There won’t be any changes in policy rates by the ECB today as policymakers are still in autopilot mode when it comes to that for the time being. In March, the ECB communicated that APP purchases should be wrapped up in Q3 with scheduled buying of €40 billion in April, €30 billion in May and €20 billion in June.
Based on that timeline and policy trigger (that rate hikes will only come after APP purchases end), that leaves some breathing space before any actual changes to policy rates. That said, with inflation still rampaging across the euro area, it is going to be a challenge for the ECB to try and maintain their composure on both fronts.
So, what can we expect from the ECB today?
In my view, the ECB will do what it does best. That is to kick the can down the road for as long as they possibly can afford to. However, there is a growing divide between policymakers in the central bank on the urgency to take action. As such, it isn’t going to be as straightforward as seeing the ECB sit on its hands.
The first thing to watch today will be any changes to the timeline of tapering. For now, Q3 remains the target but if the ECB brings that forward to Q2, that will start to see more hawkish undertones grow.
That said, the next policy meeting will be on 9 June so that does give the ECB some time to tinker with this. So, today may not likely be the day where they announce any hasty changes to the outlook and their plans.
As such, sticking with the status quo seems like the most viable option. And that perhaps poses some downside risk (or at least limits any major upside) to the euro and European bond yields, even if markets aren’t expecting much from the ECB today.
The next key thing to watch will be Lagarde’s press conference. The ECB will want to bide its time to wait on inflation data in the coming months before reacting. As such, Lagarde will have to try and communicate that in a clear and concise manner. Any error in communication could swing the euro either way and that is always a risk to be mindful about.

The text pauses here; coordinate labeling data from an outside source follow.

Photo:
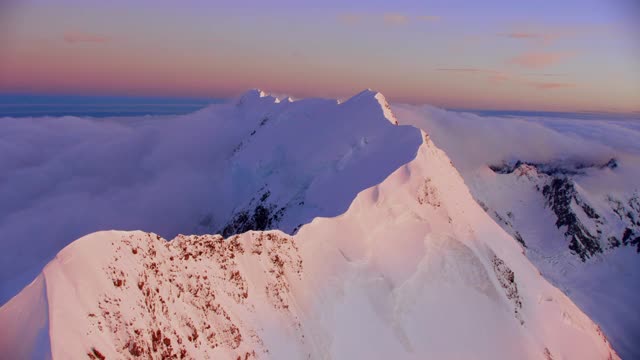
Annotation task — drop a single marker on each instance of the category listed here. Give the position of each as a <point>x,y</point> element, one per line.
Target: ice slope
<point>413,269</point>
<point>568,190</point>
<point>259,162</point>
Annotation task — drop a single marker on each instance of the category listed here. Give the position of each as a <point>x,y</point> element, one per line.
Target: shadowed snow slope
<point>413,269</point>
<point>254,164</point>
<point>568,191</point>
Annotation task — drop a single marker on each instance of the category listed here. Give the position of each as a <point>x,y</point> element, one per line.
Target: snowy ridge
<point>566,190</point>
<point>253,164</point>
<point>413,269</point>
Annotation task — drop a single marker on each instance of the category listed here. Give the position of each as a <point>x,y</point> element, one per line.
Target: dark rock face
<point>507,280</point>
<point>559,195</point>
<point>588,231</point>
<point>262,217</point>
<point>629,214</point>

TLDR: Barring any unintended hawkish signals, the ECB is to stick with venting about the risks of higher inflation amid the Russia-Ukraine conflict while arguing to be data-dependent i.e. wanting flexibility. The door remains open for a rate hike later in the year but not before APP purchases are concluded, and that is still seen in Q3. That should keep EUR/USD between the 1.0800 to 1.0940 range at the moment.